Even a company that is quite thorough in identifying and mitigating the most important risks it faces may spend valuable resources focusing on minor risks, or even nonrisks. The problem involves what some call “pet risks,” or those identified by company managers who wish to assign a perhaps unjustified priority level to an issue of particular importance to their own department.
“For 23 years I’ve seen company management at all levels try to drive their own issues,” says Alyssa Martin, executive partner and partner in advisory services at Weaver, a Southwest regional accounting firm. Normally they look to attach their issue to a bigger, perhaps tangentially related, risk that management is focusing on. “It’s a management tactic, but when it supersedes more urgent risks, it’s not OK,” she tells CFO.
The practice is much less common in a company that “truly has a risk-management process,” says Martin, who spoke on the topic of enterprise risk management at a recent Institute of Internal Auditors conference. “That process will filter out the difference between a risk and an operational issue.” She describes an operational issue as, for example, a garage that needs repair or equipment that’s old.
Risk managers should investigate whether worn-out equipment, say, is a symptom of a bigger issue. “If we are late adopters to technology, and therefore we have a technology risk — that the company is not responding appropriately to changes in technology — then that equipment on its last leg may be a symptom of that risk,” says Martin.
An organization practicing enterprisewide risk assessment would have already identified the most critical risks to achieving the company’s objectives, she adds. The mere fact that the equipment needs to be repaired or replaced should not, by itself, be enough to warrant the attention of risk managers.
Also, many risk-management models include programs that provide visual graphic aids for prioritizing risks. Most operational risks fall low on the chart.

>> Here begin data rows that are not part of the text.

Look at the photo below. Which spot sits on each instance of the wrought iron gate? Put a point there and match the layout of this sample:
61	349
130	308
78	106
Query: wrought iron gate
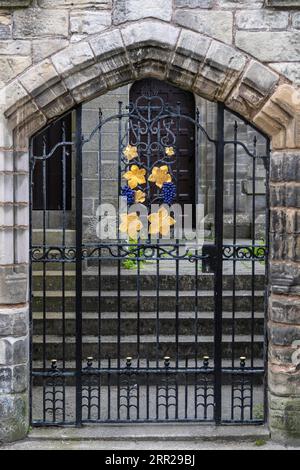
148	329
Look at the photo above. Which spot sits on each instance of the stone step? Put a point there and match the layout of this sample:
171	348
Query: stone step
148	301
148	323
186	346
147	281
166	434
54	236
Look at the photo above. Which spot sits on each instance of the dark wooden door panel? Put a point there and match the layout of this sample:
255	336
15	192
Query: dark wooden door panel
50	185
185	142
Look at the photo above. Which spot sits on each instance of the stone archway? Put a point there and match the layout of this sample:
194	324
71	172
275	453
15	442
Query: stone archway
207	67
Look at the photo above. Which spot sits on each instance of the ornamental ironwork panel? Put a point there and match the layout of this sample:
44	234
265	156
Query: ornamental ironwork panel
133	319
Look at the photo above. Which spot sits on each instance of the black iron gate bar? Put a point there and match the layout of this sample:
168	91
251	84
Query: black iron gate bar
81	252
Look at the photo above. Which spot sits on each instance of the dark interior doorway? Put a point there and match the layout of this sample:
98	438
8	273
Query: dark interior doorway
176	98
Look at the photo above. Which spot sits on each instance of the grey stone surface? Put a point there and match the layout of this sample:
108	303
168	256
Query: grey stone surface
37	22
199	63
15	3
262	19
73	58
208	22
42	48
285	195
193	3
132	10
270	46
284	309
285	167
13	351
222	67
89	22
14	423
289	69
95	4
283	3
14	321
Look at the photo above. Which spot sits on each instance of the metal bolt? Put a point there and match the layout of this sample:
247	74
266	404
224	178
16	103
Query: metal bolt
167	361
206	361
128	361
243	361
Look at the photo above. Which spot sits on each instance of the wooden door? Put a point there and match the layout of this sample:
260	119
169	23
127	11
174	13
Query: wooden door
185	144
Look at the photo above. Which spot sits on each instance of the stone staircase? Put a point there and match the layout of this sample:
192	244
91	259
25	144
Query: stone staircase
148	325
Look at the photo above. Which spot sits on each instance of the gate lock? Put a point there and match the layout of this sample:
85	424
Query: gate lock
209	262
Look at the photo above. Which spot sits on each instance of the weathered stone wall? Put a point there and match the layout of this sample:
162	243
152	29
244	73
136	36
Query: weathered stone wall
241	52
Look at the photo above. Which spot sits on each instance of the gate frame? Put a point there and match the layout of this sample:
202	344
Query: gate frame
216	254
42	93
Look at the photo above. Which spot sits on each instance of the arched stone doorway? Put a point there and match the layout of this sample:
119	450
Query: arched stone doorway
51	87
158	326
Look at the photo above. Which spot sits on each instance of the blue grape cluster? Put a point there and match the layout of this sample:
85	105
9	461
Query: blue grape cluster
169	193
129	194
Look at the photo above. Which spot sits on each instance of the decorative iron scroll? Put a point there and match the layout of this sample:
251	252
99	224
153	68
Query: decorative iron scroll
243	252
53	253
54	394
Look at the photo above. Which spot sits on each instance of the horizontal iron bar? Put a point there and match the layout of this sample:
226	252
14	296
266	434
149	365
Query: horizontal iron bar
246	371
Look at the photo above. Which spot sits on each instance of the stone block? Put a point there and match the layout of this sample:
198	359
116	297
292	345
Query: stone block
283	382
290	69
193	3
132	10
11	66
14	423
96	4
283	3
5	27
73	58
221	69
273	46
208	22
283	335
14	379
43	48
15	47
283	308
285	247
190	54
89	22
285	195
37	22
285	167
39	78
15	3
150	33
262	19
256	84
13	351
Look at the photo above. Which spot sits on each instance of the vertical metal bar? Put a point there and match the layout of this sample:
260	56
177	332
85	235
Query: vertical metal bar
219	263
177	261
63	162
234	260
197	166
78	266
267	270
138	330
253	269
31	169
44	166
99	262
119	259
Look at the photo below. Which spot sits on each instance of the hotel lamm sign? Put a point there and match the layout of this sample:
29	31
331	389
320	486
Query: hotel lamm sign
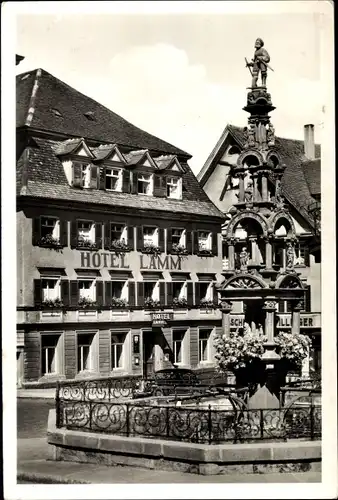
120	261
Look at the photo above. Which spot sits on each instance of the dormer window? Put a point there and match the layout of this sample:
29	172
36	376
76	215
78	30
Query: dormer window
145	184
174	188
113	179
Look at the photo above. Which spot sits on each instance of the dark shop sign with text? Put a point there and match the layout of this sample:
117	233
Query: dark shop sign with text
120	261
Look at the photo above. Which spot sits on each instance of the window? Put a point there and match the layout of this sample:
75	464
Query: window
150	236
145	184
204	240
87	289
86	231
114	179
151	291
203	345
84	352
85	175
178	337
50	289
119	232
174	187
178	238
50	227
50	354
117	343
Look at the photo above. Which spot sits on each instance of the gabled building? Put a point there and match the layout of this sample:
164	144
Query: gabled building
119	247
237	180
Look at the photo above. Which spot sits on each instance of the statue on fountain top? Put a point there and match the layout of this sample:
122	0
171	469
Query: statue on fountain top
259	63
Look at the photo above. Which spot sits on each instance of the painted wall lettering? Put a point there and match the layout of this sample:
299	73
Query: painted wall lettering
155	262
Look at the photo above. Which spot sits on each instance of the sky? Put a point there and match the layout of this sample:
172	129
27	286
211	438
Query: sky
181	77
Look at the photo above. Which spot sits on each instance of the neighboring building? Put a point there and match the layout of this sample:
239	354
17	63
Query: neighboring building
269	191
119	247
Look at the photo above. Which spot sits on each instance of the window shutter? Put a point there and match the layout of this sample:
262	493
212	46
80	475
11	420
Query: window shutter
139	240
36	227
195	242
307	297
126	181
215	295
131	242
162	293
197	294
188	241
102	178
169	293
94	174
161	238
169	240
65	292
64	232
74	293
73	233
77	174
214	247
140	293
159	185
190	294
98	235
107	236
134	189
99	293
131	293
37	293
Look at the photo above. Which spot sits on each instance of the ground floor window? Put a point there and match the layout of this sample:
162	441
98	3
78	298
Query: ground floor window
50	354
117	350
85	352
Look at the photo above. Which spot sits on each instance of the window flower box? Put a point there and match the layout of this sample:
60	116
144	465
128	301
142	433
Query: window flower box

Martin notes that it’s important for consciousness of risk and risk management to permeate an organization. A company that relies on one person or even one team to spread that consciousness is “not at a very high level of maturity,” she says.
CFOs can lead that charge by example, asking intuitive questions about new risk-management initiatives, such as: Does that item truly have a risk-management attribute? Is it a symptom of something that’s already on the company’s top 5, 10, or 15 critical strategic risks? Does it warrant the level of attention that the person driving it is requesting?